The boatswain's mate piped his shrillest. Those below swarmed upon the already settling deck. It was plain at once that the steamer had but a few moments to live.

"A mine!" declared Ensign MacMasters. "That is what did it! That Hun mine-sower has been this way!"

The men and boys went to quarters coolly. They had been drilling every day on the steamer just as though they were aboard the Kennebunk.

There was both a liferaft and a tight yawl aboard. These were got over into the comparatively quiet sea, water and an emergency ration-cask put aboard each, and Mr. MacMasters brought his instruments and papers, taking his place in the stern of the boat. The latter had a small engine, and there was a hawser with which she might tow the raft.

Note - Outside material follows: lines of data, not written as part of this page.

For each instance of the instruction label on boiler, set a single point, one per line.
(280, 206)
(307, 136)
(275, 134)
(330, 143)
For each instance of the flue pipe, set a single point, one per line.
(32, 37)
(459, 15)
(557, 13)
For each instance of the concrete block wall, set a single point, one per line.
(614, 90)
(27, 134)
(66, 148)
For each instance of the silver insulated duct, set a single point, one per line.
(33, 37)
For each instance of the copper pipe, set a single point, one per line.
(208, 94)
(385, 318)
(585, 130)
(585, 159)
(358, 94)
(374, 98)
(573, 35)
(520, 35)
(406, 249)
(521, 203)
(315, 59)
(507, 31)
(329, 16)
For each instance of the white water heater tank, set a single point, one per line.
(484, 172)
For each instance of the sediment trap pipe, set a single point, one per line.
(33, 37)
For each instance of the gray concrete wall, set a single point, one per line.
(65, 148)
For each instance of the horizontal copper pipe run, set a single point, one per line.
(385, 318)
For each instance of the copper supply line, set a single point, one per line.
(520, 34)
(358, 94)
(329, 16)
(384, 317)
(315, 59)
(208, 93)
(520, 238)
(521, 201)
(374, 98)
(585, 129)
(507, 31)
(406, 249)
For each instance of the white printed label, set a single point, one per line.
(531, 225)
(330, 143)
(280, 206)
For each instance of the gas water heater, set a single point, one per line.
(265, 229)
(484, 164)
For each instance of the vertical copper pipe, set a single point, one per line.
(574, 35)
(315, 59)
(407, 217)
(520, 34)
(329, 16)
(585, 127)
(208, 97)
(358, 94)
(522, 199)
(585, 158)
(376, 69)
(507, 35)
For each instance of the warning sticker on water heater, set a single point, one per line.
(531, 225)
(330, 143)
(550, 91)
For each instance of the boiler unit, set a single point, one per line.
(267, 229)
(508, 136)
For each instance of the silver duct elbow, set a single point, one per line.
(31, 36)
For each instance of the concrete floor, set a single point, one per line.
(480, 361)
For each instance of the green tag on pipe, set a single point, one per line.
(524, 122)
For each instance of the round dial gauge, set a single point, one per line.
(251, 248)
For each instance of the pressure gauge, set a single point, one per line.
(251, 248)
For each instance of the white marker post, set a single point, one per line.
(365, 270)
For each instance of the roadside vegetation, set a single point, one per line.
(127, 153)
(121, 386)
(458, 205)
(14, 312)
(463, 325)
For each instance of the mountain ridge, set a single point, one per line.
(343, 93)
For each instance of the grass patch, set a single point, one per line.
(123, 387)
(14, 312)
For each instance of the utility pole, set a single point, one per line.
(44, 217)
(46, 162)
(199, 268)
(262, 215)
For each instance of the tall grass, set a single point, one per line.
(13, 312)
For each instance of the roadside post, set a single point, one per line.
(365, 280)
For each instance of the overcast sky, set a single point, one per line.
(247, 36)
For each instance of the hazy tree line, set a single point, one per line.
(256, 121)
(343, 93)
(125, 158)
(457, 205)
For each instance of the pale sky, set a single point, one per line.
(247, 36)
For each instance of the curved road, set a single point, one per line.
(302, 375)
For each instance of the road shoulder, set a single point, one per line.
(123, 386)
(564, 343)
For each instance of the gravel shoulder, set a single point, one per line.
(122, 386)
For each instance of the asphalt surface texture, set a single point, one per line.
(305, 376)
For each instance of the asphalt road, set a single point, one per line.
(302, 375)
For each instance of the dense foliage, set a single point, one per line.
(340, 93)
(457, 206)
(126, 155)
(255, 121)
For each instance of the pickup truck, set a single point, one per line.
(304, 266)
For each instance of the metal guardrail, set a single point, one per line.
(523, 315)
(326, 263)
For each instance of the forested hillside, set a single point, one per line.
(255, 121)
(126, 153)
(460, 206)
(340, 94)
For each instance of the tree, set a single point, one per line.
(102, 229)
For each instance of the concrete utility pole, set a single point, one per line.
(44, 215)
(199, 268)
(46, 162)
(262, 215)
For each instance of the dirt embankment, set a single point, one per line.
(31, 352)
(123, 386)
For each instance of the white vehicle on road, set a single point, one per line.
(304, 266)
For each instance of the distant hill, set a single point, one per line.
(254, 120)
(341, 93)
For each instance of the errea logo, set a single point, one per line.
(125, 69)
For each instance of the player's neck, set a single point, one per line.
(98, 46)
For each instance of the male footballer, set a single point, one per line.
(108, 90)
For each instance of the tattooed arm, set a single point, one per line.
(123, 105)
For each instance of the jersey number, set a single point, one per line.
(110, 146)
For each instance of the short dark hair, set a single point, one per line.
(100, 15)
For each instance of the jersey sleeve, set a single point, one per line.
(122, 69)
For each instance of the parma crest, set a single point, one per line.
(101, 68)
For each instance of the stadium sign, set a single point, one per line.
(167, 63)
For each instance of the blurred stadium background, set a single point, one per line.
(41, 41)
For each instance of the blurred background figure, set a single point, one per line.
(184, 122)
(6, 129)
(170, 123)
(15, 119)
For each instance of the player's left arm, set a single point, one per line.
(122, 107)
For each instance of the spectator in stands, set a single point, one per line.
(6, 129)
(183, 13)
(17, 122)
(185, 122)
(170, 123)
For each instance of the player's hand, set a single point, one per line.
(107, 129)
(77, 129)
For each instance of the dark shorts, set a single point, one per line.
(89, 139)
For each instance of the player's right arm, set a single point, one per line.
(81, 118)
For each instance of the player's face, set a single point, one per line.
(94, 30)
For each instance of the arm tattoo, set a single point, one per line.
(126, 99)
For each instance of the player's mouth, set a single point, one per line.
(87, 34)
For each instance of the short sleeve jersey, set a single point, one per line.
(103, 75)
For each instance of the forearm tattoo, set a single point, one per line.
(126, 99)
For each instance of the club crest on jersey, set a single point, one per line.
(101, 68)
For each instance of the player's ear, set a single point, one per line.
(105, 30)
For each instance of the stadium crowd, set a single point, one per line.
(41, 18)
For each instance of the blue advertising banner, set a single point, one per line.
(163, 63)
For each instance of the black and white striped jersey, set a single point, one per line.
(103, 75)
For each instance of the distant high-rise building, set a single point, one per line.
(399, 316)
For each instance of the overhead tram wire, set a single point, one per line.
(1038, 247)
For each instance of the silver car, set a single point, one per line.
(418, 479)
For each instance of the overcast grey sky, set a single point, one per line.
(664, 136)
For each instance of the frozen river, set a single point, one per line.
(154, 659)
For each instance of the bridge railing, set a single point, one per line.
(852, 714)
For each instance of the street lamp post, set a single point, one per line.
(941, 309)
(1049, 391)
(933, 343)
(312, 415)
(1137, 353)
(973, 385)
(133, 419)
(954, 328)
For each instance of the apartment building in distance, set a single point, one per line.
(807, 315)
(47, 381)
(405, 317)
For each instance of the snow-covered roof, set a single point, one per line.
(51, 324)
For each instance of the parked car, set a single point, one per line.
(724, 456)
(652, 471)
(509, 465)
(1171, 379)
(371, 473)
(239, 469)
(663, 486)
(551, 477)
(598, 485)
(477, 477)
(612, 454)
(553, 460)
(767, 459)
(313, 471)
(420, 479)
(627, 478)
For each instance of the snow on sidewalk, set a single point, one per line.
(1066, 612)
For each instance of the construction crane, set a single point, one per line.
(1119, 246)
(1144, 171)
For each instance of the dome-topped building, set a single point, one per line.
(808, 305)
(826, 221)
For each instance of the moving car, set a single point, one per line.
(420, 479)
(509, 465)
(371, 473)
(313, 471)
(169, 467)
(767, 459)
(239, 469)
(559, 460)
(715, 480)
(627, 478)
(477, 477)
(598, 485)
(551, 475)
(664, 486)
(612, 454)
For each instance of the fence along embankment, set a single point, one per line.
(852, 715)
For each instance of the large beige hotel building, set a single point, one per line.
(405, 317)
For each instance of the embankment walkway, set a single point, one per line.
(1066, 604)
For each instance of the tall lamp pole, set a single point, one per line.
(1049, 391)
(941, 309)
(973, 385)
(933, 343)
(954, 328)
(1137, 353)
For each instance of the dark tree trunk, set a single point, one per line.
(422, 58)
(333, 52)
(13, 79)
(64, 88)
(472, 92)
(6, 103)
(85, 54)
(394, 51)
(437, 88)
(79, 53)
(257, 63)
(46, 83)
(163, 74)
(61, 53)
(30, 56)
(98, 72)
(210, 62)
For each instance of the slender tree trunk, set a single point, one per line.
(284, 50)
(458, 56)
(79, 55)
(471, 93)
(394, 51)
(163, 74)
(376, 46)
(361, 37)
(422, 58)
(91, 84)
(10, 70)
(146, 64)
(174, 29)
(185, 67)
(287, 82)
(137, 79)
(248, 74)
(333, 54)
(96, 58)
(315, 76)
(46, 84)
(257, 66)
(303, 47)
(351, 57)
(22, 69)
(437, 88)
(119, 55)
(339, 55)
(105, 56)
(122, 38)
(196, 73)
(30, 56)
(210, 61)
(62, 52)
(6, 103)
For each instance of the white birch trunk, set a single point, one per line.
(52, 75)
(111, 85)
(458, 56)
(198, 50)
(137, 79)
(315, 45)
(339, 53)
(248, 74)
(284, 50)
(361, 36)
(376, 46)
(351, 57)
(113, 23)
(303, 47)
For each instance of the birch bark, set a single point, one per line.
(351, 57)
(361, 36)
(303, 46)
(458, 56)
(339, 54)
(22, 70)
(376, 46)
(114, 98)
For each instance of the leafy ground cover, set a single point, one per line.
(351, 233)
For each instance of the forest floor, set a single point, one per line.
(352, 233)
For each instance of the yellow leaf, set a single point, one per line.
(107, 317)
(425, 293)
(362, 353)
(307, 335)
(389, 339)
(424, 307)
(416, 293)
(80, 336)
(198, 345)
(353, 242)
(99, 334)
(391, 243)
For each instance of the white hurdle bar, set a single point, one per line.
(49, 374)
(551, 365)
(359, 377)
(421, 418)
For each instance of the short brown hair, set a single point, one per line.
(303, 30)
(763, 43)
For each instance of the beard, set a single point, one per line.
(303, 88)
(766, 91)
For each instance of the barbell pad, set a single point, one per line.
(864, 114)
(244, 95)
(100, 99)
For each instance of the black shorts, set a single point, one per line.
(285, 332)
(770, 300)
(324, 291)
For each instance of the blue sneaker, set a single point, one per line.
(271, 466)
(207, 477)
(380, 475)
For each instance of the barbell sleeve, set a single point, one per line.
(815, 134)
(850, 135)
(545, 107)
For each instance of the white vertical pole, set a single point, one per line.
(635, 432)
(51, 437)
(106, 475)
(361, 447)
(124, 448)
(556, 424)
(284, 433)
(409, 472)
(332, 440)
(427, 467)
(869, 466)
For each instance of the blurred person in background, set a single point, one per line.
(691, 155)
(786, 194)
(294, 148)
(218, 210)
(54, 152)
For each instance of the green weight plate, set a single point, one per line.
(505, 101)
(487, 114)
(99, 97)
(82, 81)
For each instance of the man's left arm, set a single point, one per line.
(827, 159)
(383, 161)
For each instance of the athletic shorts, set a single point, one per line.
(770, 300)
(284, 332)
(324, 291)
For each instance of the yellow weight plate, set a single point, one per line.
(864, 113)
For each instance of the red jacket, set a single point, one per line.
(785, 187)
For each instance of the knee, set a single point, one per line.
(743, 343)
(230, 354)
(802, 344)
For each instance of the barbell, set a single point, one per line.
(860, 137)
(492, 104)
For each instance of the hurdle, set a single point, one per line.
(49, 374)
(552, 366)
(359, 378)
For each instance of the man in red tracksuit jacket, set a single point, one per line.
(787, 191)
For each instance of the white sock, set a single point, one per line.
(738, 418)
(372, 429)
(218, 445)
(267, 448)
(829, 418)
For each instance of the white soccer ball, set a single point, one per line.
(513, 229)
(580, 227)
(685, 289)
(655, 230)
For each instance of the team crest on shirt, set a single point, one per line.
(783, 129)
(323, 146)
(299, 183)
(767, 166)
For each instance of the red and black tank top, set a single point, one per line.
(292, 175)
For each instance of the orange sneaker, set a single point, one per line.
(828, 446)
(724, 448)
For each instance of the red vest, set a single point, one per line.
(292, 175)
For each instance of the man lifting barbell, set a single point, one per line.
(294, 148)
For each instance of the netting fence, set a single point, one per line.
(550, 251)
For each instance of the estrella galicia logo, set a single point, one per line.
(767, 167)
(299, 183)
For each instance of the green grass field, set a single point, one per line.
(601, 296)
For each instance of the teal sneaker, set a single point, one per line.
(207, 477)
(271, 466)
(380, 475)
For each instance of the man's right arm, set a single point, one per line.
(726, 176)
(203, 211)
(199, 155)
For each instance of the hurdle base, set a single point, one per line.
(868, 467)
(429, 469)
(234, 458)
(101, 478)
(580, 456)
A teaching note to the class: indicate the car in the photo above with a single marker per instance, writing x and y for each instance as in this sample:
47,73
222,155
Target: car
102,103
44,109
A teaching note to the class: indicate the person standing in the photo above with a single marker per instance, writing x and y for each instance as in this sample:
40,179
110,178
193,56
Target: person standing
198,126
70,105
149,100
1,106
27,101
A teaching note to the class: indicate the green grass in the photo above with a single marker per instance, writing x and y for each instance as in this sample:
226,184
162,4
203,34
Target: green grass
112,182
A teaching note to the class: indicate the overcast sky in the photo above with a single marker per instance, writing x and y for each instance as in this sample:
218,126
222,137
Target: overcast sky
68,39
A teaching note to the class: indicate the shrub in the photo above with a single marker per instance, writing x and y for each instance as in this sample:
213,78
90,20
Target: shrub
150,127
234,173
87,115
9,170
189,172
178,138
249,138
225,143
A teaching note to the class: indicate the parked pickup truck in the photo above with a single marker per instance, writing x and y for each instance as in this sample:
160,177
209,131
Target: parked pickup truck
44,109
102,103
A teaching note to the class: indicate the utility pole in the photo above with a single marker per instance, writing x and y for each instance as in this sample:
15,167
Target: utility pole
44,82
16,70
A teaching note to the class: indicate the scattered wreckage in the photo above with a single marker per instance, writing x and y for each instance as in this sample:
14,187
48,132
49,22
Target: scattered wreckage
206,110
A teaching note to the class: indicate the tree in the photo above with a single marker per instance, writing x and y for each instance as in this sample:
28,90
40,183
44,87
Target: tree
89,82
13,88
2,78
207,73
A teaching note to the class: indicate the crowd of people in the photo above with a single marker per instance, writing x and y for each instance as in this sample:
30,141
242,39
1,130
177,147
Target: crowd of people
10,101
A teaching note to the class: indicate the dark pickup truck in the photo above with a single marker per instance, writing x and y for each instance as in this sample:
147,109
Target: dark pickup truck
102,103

Meanwhile the wireless operator had been calling for help. He got a reply from a land station, but none from any sister naval ship. However, they were so near land that it did not seem that this mattered.

"Let her go, boy!" shouted the ensign to the operator. "Come on! She's going down."

They pulled away just in time, and got the little engine to kicking as the wrecked auxiliary craft of the Kennebunk sank stern foremost under the sea. As she went down her bows rose out of the water and the castaways saw the great wound torn in two of her water-tight compartments by the mine.